Crystal structures frequently contain small steric clashes — atoms slightly too close to each other due to crystallographic averaging or limited resolution. Running dynamics on a system with clashes immediately generates enormous forces that crash the simulation. Energy minimization moves atoms to relieve these conflicts before any dynamics start.

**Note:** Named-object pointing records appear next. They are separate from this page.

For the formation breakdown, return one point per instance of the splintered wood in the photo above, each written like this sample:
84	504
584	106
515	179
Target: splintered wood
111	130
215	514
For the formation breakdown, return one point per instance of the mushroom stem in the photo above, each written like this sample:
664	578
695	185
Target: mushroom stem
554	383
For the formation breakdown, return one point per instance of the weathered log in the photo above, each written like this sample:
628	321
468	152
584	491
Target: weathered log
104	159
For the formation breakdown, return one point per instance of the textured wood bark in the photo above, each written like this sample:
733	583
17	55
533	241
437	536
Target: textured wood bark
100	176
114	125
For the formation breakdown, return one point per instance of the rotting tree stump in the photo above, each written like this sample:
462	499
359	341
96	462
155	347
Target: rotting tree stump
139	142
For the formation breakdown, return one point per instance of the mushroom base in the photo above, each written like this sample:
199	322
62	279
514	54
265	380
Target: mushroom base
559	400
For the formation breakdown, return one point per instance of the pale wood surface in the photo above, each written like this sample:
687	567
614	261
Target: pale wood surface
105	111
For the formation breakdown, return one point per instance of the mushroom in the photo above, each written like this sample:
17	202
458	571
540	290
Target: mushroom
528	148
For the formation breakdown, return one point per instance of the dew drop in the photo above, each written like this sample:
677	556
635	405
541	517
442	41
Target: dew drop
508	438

First create the minimization parameters file:

cat > minim.mdp << 'EOF'
; Energy minimization settings
integrator      = steep     ; Steepest descent algorithm
emtol           = 1000.0    ; Stop when max force < 1000 kJ/mol/nm
emstep          = 0.01      ; Step size
nsteps          = 50000     ; Maximum steps

; Non-bonded settings
nstlist         = 1
cutoff-scheme   = Verlet
ns_type         = grid
coulombtype     = PME
rcoulomb        = 1.2
rvdw            = 1.2
pbc             = xyz
EOF

Pre-process into a binary run input file, then run minimization:

# Pre-process
gmx grompp \
  -f minim.mdp \
  -c system.gro \
  -p topol.top \
  -o em.tpr

# Run minimization (uses all available CPU cores by default)
gmx mdrun \
  -v \
  -deffnm em

The -v flag prints progress to the terminal so you can watch the potential energy drop. A successful minimization converges — the maximum force drops below the emtol threshold of 1000 kJ/mol/nm. This typically takes 100–500 steps and a few seconds to minutes depending on system size.

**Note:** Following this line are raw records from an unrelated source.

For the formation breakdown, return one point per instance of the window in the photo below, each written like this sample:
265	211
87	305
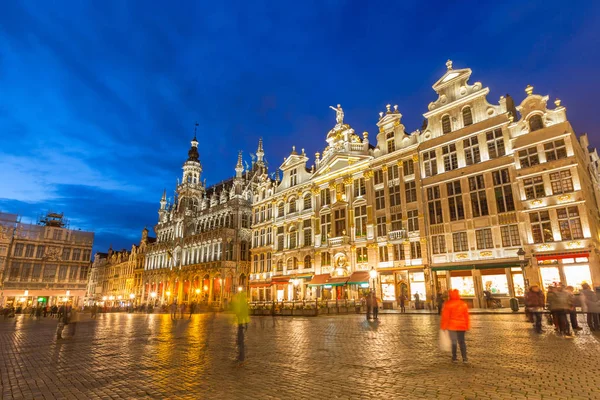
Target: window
541	227
359	187
378	177
325	197
430	163
503	191
434	205
383	254
510	235
393	172
415	249
340	222
411	191
460	242
362	255
381	228
467	116
413	220
555	150
325	227
409	167
457	210
446	124
396	220
535	123
450	159
495	143
360	221
569	223
534	188
529	157
399	252
379	199
484	239
471	147
391	144
394	195
478	198
438	244
561	182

Successful minimization — Fmax drops below 1000 kJ/mol/nm and GROMACS reports "converged".

If minimization does not converge after 50,000 steps, or if the potential energy becomes Inf or NaN, there is a structural problem in your input — usually severe steric clashes from a missing or incorrect preparation step. Check that you removed crystal waters, that the box is large enough, and that genion ran correctly.

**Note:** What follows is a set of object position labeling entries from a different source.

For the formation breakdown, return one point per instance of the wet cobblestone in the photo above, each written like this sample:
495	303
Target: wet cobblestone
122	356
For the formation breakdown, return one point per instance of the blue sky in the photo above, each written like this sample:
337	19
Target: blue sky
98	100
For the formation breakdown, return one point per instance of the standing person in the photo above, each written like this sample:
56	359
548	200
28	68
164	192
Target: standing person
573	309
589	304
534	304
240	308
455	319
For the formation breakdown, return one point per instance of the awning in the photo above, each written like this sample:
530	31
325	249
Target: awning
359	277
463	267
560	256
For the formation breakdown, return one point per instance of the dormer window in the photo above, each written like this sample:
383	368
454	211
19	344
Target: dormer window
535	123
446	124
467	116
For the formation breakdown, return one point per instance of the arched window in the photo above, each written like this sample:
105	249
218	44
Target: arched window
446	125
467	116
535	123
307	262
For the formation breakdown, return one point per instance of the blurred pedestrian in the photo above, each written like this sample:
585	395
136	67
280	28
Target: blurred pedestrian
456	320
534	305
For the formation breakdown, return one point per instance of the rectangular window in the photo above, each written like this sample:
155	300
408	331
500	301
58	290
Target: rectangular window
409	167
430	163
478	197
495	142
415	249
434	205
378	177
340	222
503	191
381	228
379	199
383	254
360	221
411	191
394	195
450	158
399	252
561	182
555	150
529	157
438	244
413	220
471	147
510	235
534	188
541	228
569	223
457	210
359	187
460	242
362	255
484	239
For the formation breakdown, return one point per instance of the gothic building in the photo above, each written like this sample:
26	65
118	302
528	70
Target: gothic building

Verify the minimized structure

Extract and plot the potential energy over the minimization to confirm it decreased smoothly:

# Extract potential energy
echo "Potential" | gmx energy -f em.edr -o potential.xvg

# Check final value is large negative number (more negative = better)
tail -3 potential.xvg

A properly minimized system has a large negative potential energy — for lysozyme in water, expect roughly −5.8 × 10⁵ kJ/mol. The exact value matters less than confirming it's negative and stable.